George Jones died last Friday (April 26). Jones was an icon of country music since before I was born. I admit that my father was literally a hillbilly, having been born and raised in eastern KY, and he was also a big fan of country music. Jones was one of my dad's favorites. I remember being only five or six and sitting with my father, in his den, listening to the old vinyl records of Jones and other country singers. Later, I actually bought him the Best of George Jones and Tammy Wynette on 8-track. That gives you an idea of how old I am.

Anyway, Jones wasn't what anyone would call a model Christian character. He was married four times. His early career was marred by alcoholism and later he became involved in cocaine. I'm not trying to disparage the man, mind you, I'm just trying to say that Jones is not usually the kind of person we would turn to for spiritual advice.

Stay with me, because I'm going somewhere with this.

So, I'm watching some George Jones videos on YouTube – He Stopped Loving Her Today is probably my favorite – when a thought occurred to me. One of Jones' biggest hits was, She Thinks I Still Care. If you haven't seen it, you owe it to yourself to watch it.

Here's the first stanza of the song:

Just because I asked a friend about her
Just because I spoke her name somewhere
Just because I saw her then went all to pieces
She thinks I still care

Excuse the gross alliteration but the story in the song is simple: the man has lost the woman he loves – a typical country theme – and he begins doing little things like asking friends how she's doing, “accidentally” calling her number, going to the same places they used to go together, etc. He denies that these things mean he still cares about her but as you hear all the things he does, you know that he obviously still does.

What, then, can George Jones teach us about atheists? Let me give you a theory. People may deny feeling or believing certain things.  But when they obsess over that thing they deny, it belies their denials. Have you ever noticed that? Maybe so. I know I certainly have.

I believe in God. I believe the Bible. I believe in creation. I'm not coy about my beliefs and spend a great deal of time defending them. If you've ever read my blog, you'll see that I'm sincere. Conversely, I don't believe in Big Foot, I don't believe professional wrestling is real, and I don't believe in alien abductions. These things aren't important to me. If other people want to believe in them, I don't care. I think it's foolish but I guess people have the right to be foolish. I'm not going to waste a lot of my time trying to talk them out of it.

I think a lot of people feel the same way that I do. How many websites have you visited that are dedicated to disproving Big Foot? People might mention it, as I've done here, but they don't dedicate a blog to it. They don't write books about their non-belief.  They don't visit college campuses and lay out their arguments against Big Foot for impressionable, young students.  In other words, they don't obsess about it.

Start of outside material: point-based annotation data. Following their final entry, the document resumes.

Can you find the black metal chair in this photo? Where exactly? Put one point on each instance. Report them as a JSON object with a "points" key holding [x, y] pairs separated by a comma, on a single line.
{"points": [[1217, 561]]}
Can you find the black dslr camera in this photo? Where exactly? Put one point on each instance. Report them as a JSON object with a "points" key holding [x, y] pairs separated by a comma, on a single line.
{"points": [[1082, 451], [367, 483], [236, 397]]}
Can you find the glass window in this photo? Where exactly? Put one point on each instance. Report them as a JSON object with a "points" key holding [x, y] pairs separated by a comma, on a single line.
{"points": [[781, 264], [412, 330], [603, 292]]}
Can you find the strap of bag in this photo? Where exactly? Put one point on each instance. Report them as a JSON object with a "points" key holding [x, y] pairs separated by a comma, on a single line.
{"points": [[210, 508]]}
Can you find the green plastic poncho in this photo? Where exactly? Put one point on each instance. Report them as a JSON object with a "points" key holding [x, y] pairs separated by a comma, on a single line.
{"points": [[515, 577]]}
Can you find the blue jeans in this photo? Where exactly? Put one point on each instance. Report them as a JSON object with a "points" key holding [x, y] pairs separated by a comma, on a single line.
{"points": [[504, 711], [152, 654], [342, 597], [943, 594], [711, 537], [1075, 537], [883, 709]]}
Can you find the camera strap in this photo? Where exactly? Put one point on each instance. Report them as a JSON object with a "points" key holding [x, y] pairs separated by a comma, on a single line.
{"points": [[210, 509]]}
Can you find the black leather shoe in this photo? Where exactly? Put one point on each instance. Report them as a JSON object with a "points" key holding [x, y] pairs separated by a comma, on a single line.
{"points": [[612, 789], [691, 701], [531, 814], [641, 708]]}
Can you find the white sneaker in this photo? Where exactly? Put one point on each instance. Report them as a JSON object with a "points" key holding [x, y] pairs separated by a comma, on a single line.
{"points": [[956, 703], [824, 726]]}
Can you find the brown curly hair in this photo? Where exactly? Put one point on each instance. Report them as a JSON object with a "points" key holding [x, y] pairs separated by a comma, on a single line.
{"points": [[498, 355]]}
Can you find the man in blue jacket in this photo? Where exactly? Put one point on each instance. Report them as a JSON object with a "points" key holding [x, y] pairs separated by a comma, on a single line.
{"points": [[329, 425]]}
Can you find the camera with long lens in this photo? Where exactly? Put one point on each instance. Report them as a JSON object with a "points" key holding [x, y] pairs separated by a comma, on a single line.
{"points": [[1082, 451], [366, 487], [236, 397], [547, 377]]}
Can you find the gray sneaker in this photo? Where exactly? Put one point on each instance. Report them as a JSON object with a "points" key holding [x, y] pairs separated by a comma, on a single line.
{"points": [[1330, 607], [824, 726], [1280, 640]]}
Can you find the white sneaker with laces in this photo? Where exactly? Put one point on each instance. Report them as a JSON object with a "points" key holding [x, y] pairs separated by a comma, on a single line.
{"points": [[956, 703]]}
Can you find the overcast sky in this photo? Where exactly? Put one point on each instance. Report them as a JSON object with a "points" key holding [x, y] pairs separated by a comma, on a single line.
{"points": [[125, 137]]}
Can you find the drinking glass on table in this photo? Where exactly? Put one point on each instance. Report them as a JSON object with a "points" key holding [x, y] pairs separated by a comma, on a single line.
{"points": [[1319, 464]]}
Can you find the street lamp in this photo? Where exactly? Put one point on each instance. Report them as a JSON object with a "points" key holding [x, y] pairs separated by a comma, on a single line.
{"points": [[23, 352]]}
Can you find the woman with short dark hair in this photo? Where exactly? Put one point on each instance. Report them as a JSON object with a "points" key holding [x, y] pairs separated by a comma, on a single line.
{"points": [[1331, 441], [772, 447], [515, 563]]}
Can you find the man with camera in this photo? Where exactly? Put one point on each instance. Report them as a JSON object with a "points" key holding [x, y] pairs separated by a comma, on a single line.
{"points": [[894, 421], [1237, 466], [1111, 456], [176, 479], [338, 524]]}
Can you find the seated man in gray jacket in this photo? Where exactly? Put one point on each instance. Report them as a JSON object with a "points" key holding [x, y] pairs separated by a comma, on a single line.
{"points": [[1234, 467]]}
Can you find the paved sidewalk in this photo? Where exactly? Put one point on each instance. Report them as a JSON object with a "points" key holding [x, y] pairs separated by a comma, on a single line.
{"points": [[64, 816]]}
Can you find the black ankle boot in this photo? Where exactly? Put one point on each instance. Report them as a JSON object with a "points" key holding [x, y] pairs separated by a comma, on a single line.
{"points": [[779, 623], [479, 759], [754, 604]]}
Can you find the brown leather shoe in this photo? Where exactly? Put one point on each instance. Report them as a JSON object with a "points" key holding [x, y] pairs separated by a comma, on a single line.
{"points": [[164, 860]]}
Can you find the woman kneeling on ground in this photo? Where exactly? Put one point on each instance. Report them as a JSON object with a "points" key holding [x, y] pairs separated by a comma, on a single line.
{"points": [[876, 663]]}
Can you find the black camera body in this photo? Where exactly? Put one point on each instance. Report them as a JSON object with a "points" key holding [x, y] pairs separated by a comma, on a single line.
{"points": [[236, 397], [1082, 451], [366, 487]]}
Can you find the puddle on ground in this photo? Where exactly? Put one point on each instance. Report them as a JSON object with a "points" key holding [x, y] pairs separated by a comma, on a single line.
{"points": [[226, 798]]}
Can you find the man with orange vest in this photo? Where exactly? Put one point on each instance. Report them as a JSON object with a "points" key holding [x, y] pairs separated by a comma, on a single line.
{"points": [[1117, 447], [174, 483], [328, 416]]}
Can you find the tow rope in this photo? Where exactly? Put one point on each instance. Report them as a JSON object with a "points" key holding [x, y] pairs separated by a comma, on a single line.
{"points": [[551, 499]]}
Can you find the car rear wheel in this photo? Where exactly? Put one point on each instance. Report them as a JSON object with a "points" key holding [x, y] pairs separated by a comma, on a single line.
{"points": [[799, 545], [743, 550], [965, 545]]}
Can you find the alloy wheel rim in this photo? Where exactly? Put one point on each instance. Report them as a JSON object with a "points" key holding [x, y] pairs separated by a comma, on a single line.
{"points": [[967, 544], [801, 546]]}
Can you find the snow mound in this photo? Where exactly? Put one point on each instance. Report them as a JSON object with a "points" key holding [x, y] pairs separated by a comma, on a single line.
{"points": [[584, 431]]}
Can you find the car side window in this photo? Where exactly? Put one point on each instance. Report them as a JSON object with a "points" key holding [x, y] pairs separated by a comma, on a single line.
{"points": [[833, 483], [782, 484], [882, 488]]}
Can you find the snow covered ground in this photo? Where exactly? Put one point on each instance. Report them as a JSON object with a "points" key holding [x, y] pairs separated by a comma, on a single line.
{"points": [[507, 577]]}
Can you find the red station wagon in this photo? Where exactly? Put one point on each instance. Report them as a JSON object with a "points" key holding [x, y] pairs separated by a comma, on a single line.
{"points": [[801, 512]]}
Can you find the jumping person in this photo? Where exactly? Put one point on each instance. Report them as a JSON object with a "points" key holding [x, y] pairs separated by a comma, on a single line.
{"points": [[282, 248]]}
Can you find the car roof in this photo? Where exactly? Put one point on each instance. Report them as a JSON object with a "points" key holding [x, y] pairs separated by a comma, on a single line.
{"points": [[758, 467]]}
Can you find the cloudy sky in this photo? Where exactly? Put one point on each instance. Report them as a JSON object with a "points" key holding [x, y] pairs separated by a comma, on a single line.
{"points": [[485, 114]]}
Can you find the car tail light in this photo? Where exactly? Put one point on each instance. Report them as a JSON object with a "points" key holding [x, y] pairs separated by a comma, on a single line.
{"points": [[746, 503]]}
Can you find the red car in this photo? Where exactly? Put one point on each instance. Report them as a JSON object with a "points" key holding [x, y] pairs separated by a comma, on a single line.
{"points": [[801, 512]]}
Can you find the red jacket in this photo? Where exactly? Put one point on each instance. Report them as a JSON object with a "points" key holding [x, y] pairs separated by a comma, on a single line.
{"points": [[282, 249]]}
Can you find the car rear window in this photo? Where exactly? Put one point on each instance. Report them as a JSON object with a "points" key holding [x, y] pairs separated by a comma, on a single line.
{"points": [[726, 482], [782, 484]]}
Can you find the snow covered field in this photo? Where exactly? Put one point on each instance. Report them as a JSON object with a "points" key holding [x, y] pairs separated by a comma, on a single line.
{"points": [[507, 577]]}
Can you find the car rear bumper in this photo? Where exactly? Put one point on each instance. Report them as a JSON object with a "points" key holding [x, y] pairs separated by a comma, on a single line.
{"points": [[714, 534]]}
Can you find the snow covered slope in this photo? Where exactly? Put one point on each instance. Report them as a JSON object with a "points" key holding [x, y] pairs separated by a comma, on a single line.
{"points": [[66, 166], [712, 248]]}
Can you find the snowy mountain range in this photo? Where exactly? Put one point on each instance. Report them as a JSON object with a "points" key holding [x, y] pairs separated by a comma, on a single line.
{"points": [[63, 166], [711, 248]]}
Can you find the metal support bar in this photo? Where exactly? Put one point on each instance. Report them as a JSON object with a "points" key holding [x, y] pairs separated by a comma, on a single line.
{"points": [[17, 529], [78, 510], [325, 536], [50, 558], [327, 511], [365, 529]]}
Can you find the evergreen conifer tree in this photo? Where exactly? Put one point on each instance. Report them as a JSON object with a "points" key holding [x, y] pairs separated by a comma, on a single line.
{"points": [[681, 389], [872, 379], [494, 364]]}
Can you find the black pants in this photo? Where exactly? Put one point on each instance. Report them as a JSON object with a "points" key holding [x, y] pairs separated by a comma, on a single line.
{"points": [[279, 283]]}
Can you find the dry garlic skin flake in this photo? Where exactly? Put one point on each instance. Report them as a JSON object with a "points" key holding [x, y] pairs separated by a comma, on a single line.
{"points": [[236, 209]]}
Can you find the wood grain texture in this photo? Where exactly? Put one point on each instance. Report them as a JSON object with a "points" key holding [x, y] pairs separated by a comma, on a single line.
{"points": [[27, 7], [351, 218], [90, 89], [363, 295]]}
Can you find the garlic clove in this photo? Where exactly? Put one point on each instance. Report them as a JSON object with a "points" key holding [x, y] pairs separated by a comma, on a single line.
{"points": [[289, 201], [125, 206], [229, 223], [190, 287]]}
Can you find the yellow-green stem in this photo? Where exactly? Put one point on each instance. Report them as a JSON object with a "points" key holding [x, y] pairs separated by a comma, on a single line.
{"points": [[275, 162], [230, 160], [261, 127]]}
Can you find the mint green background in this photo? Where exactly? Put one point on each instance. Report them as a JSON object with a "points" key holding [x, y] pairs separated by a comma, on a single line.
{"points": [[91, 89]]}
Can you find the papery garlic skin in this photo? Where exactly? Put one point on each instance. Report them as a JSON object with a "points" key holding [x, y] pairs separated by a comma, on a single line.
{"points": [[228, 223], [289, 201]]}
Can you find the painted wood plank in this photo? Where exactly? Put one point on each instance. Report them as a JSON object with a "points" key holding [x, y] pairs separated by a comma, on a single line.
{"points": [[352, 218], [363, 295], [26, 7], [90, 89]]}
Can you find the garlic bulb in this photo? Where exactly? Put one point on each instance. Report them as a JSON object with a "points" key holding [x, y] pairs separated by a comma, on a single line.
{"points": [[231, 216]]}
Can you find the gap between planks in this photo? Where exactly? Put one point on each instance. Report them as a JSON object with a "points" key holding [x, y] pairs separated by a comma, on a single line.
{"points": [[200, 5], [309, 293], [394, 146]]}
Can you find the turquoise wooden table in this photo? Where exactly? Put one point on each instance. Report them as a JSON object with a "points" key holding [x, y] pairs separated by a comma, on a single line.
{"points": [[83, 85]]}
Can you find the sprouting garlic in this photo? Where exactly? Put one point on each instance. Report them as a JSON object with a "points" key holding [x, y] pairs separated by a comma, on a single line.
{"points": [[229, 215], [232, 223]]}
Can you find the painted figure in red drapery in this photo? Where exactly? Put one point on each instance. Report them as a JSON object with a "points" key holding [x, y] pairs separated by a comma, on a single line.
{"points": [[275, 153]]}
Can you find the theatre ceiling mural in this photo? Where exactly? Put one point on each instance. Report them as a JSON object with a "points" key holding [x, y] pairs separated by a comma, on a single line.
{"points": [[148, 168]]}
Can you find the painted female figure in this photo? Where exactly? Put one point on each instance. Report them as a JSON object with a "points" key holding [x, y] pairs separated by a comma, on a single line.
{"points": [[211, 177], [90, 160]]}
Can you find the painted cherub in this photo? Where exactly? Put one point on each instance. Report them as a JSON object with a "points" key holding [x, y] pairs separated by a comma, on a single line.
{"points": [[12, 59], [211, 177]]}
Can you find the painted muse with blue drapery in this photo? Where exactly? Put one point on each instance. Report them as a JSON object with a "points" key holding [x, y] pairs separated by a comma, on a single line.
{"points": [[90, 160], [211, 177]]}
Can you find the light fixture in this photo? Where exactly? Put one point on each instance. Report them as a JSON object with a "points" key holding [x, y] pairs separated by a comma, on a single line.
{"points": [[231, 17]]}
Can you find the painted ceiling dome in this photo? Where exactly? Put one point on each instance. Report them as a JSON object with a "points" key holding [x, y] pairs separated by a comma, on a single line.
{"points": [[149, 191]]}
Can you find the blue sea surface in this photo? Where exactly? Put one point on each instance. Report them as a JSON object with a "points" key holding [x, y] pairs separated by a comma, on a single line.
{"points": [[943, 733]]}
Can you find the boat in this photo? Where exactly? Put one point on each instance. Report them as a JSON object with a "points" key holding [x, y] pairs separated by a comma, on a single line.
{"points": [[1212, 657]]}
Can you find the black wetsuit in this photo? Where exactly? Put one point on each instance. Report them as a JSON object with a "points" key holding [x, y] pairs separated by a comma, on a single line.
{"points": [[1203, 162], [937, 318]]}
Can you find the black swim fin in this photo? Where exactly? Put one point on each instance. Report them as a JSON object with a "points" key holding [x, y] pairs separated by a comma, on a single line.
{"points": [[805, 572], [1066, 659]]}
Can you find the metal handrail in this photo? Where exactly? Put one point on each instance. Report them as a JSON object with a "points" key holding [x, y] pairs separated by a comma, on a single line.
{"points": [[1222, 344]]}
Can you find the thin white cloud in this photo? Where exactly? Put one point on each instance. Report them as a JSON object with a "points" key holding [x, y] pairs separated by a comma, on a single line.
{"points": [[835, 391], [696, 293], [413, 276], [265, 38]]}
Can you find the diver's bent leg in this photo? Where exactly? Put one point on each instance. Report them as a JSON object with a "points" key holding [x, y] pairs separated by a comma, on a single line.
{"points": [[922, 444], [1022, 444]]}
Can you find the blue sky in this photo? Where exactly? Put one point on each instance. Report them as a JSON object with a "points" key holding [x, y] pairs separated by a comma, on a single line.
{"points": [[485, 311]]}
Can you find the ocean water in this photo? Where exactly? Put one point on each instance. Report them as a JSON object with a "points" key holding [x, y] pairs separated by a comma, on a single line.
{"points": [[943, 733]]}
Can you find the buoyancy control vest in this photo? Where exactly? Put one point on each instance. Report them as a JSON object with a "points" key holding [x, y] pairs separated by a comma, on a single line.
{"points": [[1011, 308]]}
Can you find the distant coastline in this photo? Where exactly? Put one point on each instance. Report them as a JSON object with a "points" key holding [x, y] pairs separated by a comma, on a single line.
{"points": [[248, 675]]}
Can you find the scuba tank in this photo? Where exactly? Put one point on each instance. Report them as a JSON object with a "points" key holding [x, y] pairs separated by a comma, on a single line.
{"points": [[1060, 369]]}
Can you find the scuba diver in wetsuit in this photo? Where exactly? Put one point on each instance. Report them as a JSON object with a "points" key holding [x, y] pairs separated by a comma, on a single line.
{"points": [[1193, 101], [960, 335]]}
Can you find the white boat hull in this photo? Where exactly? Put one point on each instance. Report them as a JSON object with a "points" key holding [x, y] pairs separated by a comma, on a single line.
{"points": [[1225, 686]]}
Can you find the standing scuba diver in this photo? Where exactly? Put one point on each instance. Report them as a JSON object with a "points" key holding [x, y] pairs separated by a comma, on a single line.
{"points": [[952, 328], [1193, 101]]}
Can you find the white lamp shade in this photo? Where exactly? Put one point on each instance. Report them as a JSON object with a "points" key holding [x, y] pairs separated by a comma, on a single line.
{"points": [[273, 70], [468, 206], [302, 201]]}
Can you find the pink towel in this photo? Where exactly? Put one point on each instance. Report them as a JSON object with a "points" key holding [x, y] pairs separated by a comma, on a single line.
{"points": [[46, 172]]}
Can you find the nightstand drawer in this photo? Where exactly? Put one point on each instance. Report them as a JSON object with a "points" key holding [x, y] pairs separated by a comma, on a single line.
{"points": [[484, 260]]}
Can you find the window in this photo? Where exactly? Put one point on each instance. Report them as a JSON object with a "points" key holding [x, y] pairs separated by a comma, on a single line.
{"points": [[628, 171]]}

You probably see where I'm going with this but let me spell it out. Atheists claim they don't believe in God. I get it. To them, my belief in God is about as rational as a belief in alien abductions. However, atheists don't “not believe” in God the same way that I don't believe in Big Foot. They don't passively disbelieve but rather, they actively promote their disbelief. They blog about how foolish it is to believe in God. They wax on and on about how science has disproved the Bible and Jesus wasn't a real person.  They write books and make speeches about why they don't believe... yadda, yadda, yadda. They want to not believe and they also want everyone else to not believe. Atheists obsess about the idea of God.

Isn't that curious?  I mean, if I were an unbeliever, why should it bother me if someone else believed in God? I'm sure it also wouldn't bother me even if someone tried to persuade me to believe in God. It doesn't bother me now, for example, when people try to convince me there's a Big Foot. I listen politely but later I put it out of my mind. It's not so with atheists. They militantly brandish their unbelief and would bludgeon Christians with it if they could.

I think I know the reason why they speak so. They deny there's a God but their continued obsession belies their denial. They act like they don't care about the existence of God but, as George Jones said, I think they still care.